The Serbian Orthodox Church is on a political mission, playing a political game with political means and with political results. It no longer hides that it is a political actor, that it is a veto player. It is interesting to observe the (d)evolution of its most powerful prelates in Montenegro. From Amfilohije Radović who was part of an archaic world that no longer exists, through Joanikije Mićović who purposefully destroyed all resistance and all traces of independence in the Metropolitanate and aligned it with the SNS, to the rising star Metodije Ostojić who steps on the gas, moves borders and carries out cultural shock therapy day and night, who plays to everyone. The goal is clear - the target is not Montenegrins, Bosniaks, Albanians, Croats - the target is Montenegrin Serbs. The goal is to completely and permanently change the minds of Montenegrin Serbs, present (every) Montenegro to them as an enemy state, and turn them into cannon fodder for the SNS regime. I call this process the SNS-ization of Montenegrin Serbs, drawing them into a collective psychosis and a permanent state of emergency imposed in Serbia and the entity of Republika Srpska in Bosnia and Herzegovina. The hearts and souls of Montenegrin Serbs are the main battlefield for the future, survival and health of Montenegro. In this fight, we have a duty to help and protect our fellow citizens, our friends and our members of our immediate and extended families. Maybe we will still differ in some things, but let's differ in an independent, democratic and prosperous Montenegro where everyone, regardless of our differences, will know that they are - in their own home.

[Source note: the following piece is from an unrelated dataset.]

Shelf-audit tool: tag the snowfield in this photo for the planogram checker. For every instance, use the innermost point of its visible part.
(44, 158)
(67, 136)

In the fight against crime, there are "equals and more equals"

Some political actors claim that the key difference compared to the period before August 30, 2020, is that the fight against crime has begun, which, they say, was not the case during the DPS government. Is this noticeable from the outside, regardless of the lack of convictions?

Every fight against crime in Montenegro should be welcomed, without "buts". What seems to me, observing these processes, is that in this fight there are equals and more equals. Namely, for Montenegro, every clan is problematic, whether it was called Kavački or Škaljarski, and it seems to me that the Kavački clan is under attack, while the Škaljarski clan has semi-preferential treatment. That is not good. I repeat - both are problematic, the problem is every clan, every state in the state. Particularly worrying are the indications of Sky correspondences that show contacts between the Škaljarski clan and the holders of power of the 30th of August changes. Sky cannot be used only in one case, and ignored in another. Whoever breaks the law must be held accountable. Whoever plants pumpkins with any criminal - must be removed from public life. Because - otherwise - one might think that the reason for the demolition of some was not moral and civilizational as is pompously claimed, but only so that others could have their turn, as the Italian mafia says - "to eat". "Now it's our turn to eat."